We should also point out here the flexibility that blinds or textile coverings, mobile walls, smart glass, etc. can offer to spaces. In this sense, an open space can be split depending on requirements, and vice versa.

 Home designed by architect Ana María Díaz

Will the quality of open spaces be a higher priority now?

Undoubtedly. Over the past few months, people have had time to carefully consider spaces and learn how to value where they live and breathe. We are getting more requests than ever for landscaping in single family homes, installing patios in pre-existing homes, interior design for terraces and recovering balconies in flats and apartments.

Which project do you most identify with?

Every project holds a piece of me, something of AZ55 and something of the client. We really throw ourselves into each project so, in the end, a part of us stays with them and a part of them with us. We are lucky to have clients who completely trust in us and give us full creative freedom, meaning physically we are there in the final result. There are other projects where clients have had clear ideas from the start but, in the end, our relationship with them is so close that they become friends. You live the entire process as if it were for yourself. 

How do you think the health crisis will impact residential architecture and public spaces?

Architecture is a service to society, and society has changed.
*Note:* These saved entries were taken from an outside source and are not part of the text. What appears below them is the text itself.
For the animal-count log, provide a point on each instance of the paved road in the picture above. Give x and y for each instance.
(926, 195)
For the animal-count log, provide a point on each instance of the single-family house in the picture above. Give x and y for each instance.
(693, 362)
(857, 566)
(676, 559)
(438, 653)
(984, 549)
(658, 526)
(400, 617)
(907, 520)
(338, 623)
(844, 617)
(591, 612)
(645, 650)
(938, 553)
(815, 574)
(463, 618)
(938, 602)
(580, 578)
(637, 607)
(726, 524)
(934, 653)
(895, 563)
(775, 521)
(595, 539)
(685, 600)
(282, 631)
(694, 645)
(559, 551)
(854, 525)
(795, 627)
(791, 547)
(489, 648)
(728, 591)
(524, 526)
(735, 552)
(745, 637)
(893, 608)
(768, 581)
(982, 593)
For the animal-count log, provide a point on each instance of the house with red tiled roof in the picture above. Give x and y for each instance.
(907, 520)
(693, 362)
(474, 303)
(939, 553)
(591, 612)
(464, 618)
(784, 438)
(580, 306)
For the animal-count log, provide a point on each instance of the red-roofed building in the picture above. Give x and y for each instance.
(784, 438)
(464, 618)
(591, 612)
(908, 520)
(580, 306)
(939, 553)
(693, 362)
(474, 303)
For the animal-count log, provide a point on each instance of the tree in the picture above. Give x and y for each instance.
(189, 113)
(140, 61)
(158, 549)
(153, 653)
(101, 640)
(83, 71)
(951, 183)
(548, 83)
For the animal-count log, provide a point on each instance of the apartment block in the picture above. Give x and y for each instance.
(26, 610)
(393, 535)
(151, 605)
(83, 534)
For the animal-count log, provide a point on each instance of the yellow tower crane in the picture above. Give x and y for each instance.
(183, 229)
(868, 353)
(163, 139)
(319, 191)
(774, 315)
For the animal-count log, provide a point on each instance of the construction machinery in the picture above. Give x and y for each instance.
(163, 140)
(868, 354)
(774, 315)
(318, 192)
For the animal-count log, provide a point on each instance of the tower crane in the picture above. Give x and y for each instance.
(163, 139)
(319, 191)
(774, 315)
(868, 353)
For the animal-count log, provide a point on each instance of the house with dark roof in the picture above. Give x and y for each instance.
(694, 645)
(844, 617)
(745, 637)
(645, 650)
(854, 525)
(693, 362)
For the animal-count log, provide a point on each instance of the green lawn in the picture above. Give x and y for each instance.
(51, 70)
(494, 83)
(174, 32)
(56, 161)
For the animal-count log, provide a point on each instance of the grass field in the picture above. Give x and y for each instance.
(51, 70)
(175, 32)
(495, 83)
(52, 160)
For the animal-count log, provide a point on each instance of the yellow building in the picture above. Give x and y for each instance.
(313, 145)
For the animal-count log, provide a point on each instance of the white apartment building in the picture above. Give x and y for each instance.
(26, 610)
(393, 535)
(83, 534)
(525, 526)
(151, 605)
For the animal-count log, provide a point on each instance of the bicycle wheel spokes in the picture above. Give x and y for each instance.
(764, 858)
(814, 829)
Residential architecture shows a clear trend towards larger spaces, creating and designing exterior space, opening up to the outside, including landscaped areas in homes, using easy-to-clean materials, designing flexible modular spaces, as well as giving greater emphasis to natural light and ventilation. We are gaining in terms of health.

Public spaces, likewise, now take more account of the segmentation of trajectory according to use. For example separating rest areas, easy access for disinfecting and cleaning… In a planning sense, the urban grid is set to dissipate.
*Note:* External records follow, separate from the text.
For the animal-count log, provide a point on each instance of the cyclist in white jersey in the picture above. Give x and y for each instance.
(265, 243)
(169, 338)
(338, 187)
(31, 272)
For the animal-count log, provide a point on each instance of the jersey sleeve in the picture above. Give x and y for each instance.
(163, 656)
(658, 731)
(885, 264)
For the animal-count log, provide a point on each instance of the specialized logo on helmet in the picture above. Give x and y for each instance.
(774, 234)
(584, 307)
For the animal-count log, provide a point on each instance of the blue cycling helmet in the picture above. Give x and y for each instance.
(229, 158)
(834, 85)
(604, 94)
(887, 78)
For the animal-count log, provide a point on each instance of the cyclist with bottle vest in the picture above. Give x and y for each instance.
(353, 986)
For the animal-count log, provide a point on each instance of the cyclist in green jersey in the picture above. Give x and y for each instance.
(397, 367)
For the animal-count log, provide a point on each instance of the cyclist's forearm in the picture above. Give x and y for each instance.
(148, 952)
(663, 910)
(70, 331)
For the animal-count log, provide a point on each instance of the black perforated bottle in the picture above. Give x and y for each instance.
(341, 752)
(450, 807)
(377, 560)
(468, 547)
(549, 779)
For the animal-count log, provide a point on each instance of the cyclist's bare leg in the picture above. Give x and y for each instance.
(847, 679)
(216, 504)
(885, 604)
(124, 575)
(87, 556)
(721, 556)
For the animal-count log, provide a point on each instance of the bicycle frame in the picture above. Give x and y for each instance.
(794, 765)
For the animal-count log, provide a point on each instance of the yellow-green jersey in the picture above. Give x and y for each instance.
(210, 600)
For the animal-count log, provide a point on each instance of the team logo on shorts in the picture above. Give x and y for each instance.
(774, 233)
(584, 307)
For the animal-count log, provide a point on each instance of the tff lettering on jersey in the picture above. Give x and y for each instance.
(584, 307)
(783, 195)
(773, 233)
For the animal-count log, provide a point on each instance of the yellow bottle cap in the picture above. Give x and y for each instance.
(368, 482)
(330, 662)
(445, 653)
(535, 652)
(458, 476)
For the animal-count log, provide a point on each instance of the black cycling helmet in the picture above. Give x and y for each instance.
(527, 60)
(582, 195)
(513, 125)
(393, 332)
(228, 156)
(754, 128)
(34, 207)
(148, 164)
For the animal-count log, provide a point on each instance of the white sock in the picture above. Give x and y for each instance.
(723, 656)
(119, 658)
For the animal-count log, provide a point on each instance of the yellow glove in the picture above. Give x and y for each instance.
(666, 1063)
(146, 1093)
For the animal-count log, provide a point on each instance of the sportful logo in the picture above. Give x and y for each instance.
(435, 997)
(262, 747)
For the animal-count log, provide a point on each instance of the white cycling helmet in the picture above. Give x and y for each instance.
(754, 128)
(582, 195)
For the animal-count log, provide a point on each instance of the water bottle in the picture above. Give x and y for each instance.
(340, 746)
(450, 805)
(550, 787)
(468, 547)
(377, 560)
Ana Maria Diaz's complete makeover

What are your favourite everyday materials?

We seek to respond to the idea with the choice of materials, so we have no universal favourites. We adapt materiality to design, with the clear intent of transmitting the sensations we seek to create. At our studio, we have samples of all materials at hand. We also prepare a mood board at the beginning of any project to carry with us throughout the process.

Do you use stone surfaces such as quartz or marble in your projects? What sensations do these elements transmit?

Yes, fairly regularly. Many of our residential staircases are made with COMPAC materials because we love them. In terms of marble, we used it for a Beauty Clinic project with an attached surgery in Murcia. Here, we had to transmit subtle elegance, classical lines of feminine beauty and, above all, trust and cleanliness. We decided to dress key walls in marble and small rose gold accents, all bathed in highly deliberate lighting. The clients adore it.

Are you aware of the new sustainable surfaces, such as Obsidiana from Compac? What would you use it for? Let your imagination run wild! 

Of course, and it’s about time this type of material started gaining ground. As for our responsibility in the construction world, correct waste management is a key area we need to look at in order to preserve our common home: this planet. Materials that offer such high specifications with 100% recycled material open up the door to a hopeful future.

We can use COMPAC for worktops, façades, floors, wall coverings… but Obsidiana deserves a special place: a vertical hanging fireplace, a floating headboard, a pedestal sink, a wall cascade, table mats or even a full dinner service, a set of floor lamps for the garden… There are no limits!